Jessica emphasized that the real starting point is shifting how your team thinks — from tasks to outcomes, from activities to problem statements. Many teams successfully pilot this model without changing reporting lines at all, simply by running work in a more product-oriented way.

That might look like:

  • Setting quarterly “roadmaps”
  • Letting team members opt into projects
  • Running retrospectives on what worked
“I don’t think you need to restructure your entire team… it’s an operating principles shift.”

The takeaway: you can MVP this model before making any big structural bets.

2. HR teams need to stop shipping tasks — and start solving problems

Traditional HR work often looks like a relay race:
One person writes the policy → another uploads it → another communicates it.

But no one actually owns the outcome.

In a product model, that changes. Work is organized around problem statements, not deliverables — and cross-functional “squads” own the solution end-to-end.

Instead of:
“Let’s update the probation policy”

It becomes:

  • Why are employees failing probation late?
  • Where is confusion happening?
  • What’s the actual cost to the business?
“That’s a problem statement that a group of people can come and work on.”

The shift is subtle but powerful: you’re no longer shipping HR artifacts — you’re improving business outcomes.

3. The ideal People team looks more like a product team than HR

At the core of this model are small, cross-functional squads — typically around 5–6 people — working together on a shared goal.

Each squad might include:

  • A “product owner” (problem lead)
  • Someone focused on user research (talking to employees/managers)
  • Someone designing the experience (comms, workflows)
  • Someone technical (HRIS, automation, integrations)
“You’ll have people that come together in a squad to solve a problem… and then you launch it, measure it, and move on.”

As you scale:

  • Early stage → one squad doing everything
  • Mid stage → squads aligned to funnel stages (e.g. hiring, performance, retention)
  • Enterprise → multiple “products” with multiple squads underneath

The takeaway: structure follows problems, not functions.

4. The hardest buy-in isn’t your CEO — it’s your team

Counterintuitively, Jessica shared that most CEOs actually get this model quickly.

Why?

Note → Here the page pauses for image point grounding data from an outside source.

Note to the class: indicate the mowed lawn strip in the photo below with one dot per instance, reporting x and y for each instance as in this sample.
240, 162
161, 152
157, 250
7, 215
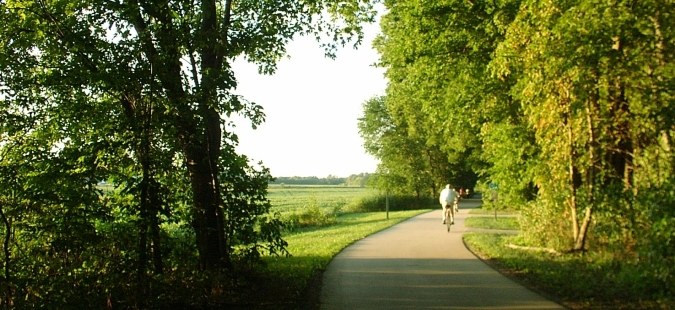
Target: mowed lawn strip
576, 280
294, 281
505, 223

Because it speaks their language:

  • Efficiency
  • ROI
  • Output
  • Business impact

The real friction often comes from within HR.

Why?

  • It flattens traditional specializations (no more “just L&D” or “just TA”)
  • It introduces ambiguity
  • It raises questions about career paths
“It represents a couple of scary things… the work becomes less about tasks and more about owning an ecosystem.”

If you’re leading this change, your job isn’t just designing a new model — it’s helping your team see themselves in it.

5. Your metrics should connect people work to business outcomes

If you can’t measure it, it won’t stick.

But most HR metrics are too isolated — engagement scores, attrition rates, etc. Jessica pushes for cross-functional metrics that tell a deeper story.

Three standout examples:

  • Internal Promotion Retention Rate
    Do your best people stay after they grow?
  • Employee Lifetime Value (ELTV)
    What value does an employee generate over time vs. cost?
  • Regrettable Attrition (redefined)
    Not just “who left,” but:
    • Would we fight to keep them?
    • Would we rehire them?
    • Do we regret how it ended?
“Of the people we think are great… how long do they stay after their first year? That’s a really good metric.”

The takeaway: measure what actually reflects organizational health — not just what’s easy to track.

6. AI will amplify this model — but it won’t replace the human work

AI makes it easier than ever to build, automate, and ship solutions quickly.

Which makes this model even more relevant.

But Jessica pushed back on the idea that smaller, AI-powered teams should eliminate human interaction altogether.

“There’s a really high risk of a feature-output disconnect… where things feel less human.”

Her recommendation:

  • Keep ~50% of time focused on “human operations”
  • Talk to employees directly
  • Validate what you’re building in real conversations

“Not everything is a survey… you miss so much fidelity when you reduce everything to that.”

The takeaway: AI should enhance your ability to build — not replace your ability to understand.